Drei Jahre vor der Erstbegehung der Big Easy war ich zusammen mit dem Thomas, dem Osttiroler Mario Walder und dem Schweizer Dani Arnold unterwegs. Und da hatten wir uns eben diese wilde Nordwand am Latok I zum Ziel gesetzt. Doch schon in der Phase der Vorbereitung am Südpfeiler des Latok III hat uns die Druckwelle eines mächtigen Seracabbruchs und im Weiteren eine viel zu hohe Nullgradgrenze eingebremst. Die Erkenntnis, wie unberechenbar, brisant und gefährlich die Nordwand des Latok I ist, hatte zur Folge, dass ich mich von diesem Ziel geistig verabschiedet hatte. So risikobereit ich sonst durchaus sein kann, aber an dieser Nordwand sehe ich für mich selbst keinen vertretbaren Weg. Zu viele Seracs, zu viele unkalkulierbare Gefahren, die mir beim Bergsteigen einen Höllen-Stress machen würden und mir in letzter Konsequenz die Freude am Bergsteigen rauben.
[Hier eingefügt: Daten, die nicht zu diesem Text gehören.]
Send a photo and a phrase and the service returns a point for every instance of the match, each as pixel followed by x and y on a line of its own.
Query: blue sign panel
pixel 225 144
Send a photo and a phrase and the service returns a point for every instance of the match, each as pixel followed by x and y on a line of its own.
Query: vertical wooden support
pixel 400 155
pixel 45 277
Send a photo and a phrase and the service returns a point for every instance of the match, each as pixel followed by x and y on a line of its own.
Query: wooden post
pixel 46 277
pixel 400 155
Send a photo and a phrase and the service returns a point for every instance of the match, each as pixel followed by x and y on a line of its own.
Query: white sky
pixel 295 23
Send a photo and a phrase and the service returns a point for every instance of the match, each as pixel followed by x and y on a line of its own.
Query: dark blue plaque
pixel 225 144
Ganz generell ist man desillusioniert, wenn man sich von einem heftig begehrten Ziel geistig verabschieden muss. Und ja, mir ging es da keinen Cent anders. Den Weg nach Hause anzutreten heißt, dass man alles aufgibt ohne auch nur irgendwas als Kompensation für den hohen psychischen und physischen Einsatz zurückzubekommen. Eine Erlebnisleiche im wahrsten Sinne des Wortes. Und so war es für mich in gewissem Sinne ein Lichtblick, auf dem Weg nach Hause wieder die gleiche Linie zu betrachten, die mich schon auf dem Weg ins Basislager so begeistert hatte. Mit dem Fernrohr konnte ich diese aufstrebenden Pfeiler sehen, die - einer nach dem anderen - nach oben ziehen. Genau auf der anderen Seite der Latoks steht er, der 6.166 Meter hohe Choktoi Ri aka Suma Brakk. Ein wunderbarer, formschöner und freistehender Berg, der höchste Gipfel der Choktoi-Gruppe im Panmah Muztagh, einer der wildesten Gebirgsregionen unserer Erde.
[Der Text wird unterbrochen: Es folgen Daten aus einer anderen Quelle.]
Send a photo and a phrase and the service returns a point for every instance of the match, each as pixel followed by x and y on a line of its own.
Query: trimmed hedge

Während für Thomas die Nordwand des Latok I weiter ein wahrhaft herausforderndes Ziel ist und bleibt, verabschiedete ich mich gedanklich von den Latoks und suchte mein Glück jenseits des trennenden Choktoi-Gletschers. Nicht ganz so gewaltig wie die Latok´s selbst, aber trotzdem mächtig. Und gerade diese elegante, endlos lange Himmelsleiter des Südpfeilers.
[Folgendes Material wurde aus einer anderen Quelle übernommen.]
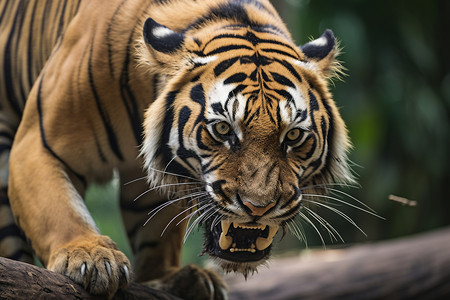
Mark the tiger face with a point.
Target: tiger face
(243, 124)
Als ich mich der junge Fabian Buhl für den Süpfeiler des K7 als Ziel gewinnt, entsteht bei mir die Idee, nochmals dorthin zum Choktoi-Gletscher zurückzukehren. Zur Vorbereitung für das schwere Klettern auf fast 7.000 Meter wäre dieser Südpfeiler genau richtig. Nach dem Zeigen einiger Bilder von dieser Himmelsleiter brauchte es auch nicht viel, um den Fabi für diese „Vorbereitung“ zu begeistern. Kein klassischen Akklimatisieren an einem leichten, dafür hohen Schneeberg, sondern kilometerweiße anspruchsvolles Klettern. Ganz so wie wir es lieben!
Der Fabi an sich kommt eigentlich aus einer ganz anderen Richtung, vom Bouldern. Kurz und explosiv. Größer können die Gegensätze gar nicht sein. Hier haben wir ein „lang und ausdauernd“. Aber egal bei welcher der beiden Spielarten: man kann es immer ausreizen, mental und körperlich an seine Grenzen gehen. Diese Bereitschaft hat der Fabi definitiv beim Bouldern bewiesen und ich habe keine Zweifel, dass er diese Leichtigkeit im Geist auch für unser großes Vorhaben mitbringt. The Big Easy!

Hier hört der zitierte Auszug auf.